According to the Star-Ledger, the arrest of two social outcasts – members of a biker gang – is a sign of a vast underlying social and political movement in Sussex County. The editorial board claims that in “sleepy Sussex County” there has been “a troubling uptick in hate crimes lately.”

Of course, this isn’t true. According to the official Bias Incident Report put out by the Murphy administration earlier this year – signed by Attorney General Gurbir Grewal, State Police Colonel Patrick Callahan, and Civil Rights Director Rachel Apter – Sussex County experienced no increase in bias crime between 2017 and 2018 (the latest available figures). No increase… as in zero.

The same cannot be said for counties like Passaic, which experienced a 286% increase; or Union County, with a 200% increase; or Camden, with a 55% increase in bias crime; or Hudson County with its 43% increase. Of course, these are all Democrat-controlled counties, so the Star-Ledger would be hesitant to tie these genuine “up-ticks” to something like “White Extremism”. Far-better to just fashion a narrative around the arrest of a couple biker gang members in a relatively peaceful county – and then use them to characterize and smear the entire population.
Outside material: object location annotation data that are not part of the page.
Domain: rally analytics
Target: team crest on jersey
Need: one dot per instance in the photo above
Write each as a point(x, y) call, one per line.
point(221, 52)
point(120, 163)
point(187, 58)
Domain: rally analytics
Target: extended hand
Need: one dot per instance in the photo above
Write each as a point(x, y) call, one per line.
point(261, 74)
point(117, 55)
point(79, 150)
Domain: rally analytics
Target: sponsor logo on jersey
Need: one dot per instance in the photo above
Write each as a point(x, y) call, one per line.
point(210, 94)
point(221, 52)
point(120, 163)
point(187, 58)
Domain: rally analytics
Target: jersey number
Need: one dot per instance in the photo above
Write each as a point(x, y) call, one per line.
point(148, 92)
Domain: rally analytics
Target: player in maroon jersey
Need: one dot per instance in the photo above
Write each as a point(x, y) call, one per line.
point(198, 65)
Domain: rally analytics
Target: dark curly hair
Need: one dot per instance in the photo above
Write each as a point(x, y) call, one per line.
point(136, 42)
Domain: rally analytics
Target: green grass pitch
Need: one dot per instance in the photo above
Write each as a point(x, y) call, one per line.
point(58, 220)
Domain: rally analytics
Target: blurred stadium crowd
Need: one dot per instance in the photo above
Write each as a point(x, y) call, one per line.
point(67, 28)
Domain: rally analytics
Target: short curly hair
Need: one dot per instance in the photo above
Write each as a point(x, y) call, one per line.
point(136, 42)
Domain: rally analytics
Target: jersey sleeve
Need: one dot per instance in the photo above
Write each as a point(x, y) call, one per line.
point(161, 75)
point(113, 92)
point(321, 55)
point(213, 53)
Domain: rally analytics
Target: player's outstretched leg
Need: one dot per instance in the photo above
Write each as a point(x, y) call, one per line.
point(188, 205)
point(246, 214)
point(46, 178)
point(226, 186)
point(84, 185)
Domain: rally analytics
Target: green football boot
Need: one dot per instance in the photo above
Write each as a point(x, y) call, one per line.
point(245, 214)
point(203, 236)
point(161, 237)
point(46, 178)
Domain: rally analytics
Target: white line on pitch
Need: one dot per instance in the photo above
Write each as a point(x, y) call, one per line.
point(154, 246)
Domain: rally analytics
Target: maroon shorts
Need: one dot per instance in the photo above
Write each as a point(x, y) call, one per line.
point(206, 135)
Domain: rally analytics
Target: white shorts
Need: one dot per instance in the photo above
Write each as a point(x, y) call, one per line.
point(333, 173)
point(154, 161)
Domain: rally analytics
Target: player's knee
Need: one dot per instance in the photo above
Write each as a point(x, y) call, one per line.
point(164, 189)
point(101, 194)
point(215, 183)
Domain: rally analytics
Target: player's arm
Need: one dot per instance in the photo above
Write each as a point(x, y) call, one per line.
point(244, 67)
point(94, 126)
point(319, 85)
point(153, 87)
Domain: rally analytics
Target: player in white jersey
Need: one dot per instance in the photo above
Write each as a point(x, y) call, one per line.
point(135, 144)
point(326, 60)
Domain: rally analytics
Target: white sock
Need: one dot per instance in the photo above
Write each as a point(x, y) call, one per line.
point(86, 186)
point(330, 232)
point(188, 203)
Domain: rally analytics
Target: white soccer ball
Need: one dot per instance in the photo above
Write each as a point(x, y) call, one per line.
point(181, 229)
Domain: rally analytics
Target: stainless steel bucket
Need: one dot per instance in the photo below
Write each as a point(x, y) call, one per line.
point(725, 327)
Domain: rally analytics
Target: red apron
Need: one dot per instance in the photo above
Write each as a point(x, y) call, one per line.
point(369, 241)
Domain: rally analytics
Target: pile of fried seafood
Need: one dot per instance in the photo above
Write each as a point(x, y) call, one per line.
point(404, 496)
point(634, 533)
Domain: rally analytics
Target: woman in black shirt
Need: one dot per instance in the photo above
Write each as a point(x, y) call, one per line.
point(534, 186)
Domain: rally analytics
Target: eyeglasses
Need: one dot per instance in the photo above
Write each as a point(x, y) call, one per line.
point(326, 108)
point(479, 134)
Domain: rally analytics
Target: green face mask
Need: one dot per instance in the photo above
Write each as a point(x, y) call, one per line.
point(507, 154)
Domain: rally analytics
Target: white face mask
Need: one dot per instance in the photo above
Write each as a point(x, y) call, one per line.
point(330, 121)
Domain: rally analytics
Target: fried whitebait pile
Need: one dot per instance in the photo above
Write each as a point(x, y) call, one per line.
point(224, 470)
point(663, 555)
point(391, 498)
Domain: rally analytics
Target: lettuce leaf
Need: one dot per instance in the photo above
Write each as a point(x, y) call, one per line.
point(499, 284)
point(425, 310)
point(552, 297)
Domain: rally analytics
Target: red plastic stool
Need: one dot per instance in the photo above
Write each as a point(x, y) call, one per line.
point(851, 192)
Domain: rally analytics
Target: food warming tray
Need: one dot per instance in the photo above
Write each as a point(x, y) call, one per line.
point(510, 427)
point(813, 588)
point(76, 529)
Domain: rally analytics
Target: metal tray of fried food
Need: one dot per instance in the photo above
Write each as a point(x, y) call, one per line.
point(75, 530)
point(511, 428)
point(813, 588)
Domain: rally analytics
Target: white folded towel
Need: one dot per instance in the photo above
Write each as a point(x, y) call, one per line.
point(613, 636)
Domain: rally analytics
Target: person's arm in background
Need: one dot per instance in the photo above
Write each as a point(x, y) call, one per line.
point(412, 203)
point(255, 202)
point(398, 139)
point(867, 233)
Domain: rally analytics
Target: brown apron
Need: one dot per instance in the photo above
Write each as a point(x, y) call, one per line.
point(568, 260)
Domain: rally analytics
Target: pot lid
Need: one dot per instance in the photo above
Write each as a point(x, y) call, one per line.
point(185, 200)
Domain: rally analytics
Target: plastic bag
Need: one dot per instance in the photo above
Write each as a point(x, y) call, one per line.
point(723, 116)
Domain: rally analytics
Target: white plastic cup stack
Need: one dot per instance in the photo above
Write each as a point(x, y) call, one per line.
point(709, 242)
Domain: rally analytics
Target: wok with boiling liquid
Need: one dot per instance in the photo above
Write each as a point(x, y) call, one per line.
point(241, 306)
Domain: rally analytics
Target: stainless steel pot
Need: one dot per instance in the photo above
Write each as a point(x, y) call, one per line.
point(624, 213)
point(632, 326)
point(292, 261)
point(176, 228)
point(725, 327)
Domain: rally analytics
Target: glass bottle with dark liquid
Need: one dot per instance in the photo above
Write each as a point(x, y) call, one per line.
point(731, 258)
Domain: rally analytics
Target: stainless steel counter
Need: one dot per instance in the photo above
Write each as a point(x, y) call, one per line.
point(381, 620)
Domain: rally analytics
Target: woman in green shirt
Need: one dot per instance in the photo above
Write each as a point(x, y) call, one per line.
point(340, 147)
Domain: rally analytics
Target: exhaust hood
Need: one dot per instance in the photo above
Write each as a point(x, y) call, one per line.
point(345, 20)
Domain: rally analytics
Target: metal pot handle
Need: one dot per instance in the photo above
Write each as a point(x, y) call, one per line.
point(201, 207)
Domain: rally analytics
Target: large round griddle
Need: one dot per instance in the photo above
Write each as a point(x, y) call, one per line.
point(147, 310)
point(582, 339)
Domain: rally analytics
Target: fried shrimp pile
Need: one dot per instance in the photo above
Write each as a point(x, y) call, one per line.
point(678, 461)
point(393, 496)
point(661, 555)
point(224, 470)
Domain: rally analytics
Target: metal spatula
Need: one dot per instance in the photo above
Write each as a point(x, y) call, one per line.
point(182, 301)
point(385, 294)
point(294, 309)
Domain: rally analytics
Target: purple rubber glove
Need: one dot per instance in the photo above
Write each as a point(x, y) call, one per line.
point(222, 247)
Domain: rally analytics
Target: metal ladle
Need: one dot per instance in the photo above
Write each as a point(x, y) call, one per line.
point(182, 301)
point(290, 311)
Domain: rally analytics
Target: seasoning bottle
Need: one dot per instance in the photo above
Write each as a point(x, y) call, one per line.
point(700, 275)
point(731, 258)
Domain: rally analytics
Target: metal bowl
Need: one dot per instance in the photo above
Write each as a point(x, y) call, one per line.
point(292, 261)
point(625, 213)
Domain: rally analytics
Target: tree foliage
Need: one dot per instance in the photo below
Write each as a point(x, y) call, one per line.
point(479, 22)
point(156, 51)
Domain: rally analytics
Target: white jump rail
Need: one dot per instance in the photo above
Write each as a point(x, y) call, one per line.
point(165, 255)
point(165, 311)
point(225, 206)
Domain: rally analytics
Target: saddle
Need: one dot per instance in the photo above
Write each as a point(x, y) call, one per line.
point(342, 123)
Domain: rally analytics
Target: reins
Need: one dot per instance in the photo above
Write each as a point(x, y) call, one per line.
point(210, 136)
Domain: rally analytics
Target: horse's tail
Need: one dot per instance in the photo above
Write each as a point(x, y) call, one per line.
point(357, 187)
The official figures – the data – reveal something else as well. Statewide, “bias crime” or “hate crime” has fallen. Since figures began in 2006, reported incidents have fallen from 825 that year to 569 incidents in 2018. Such crimes are actually quite rare – from 151 arrests in 2006, “bias crime” has fallen to just 59 arrests in 2018. Those are the official figures, direct from the Murphy administration.

In fact, the only “bias crime” evidenced by the Star-Ledger’s editorial board is the crime of bias committed by said board against the people of Sussex County.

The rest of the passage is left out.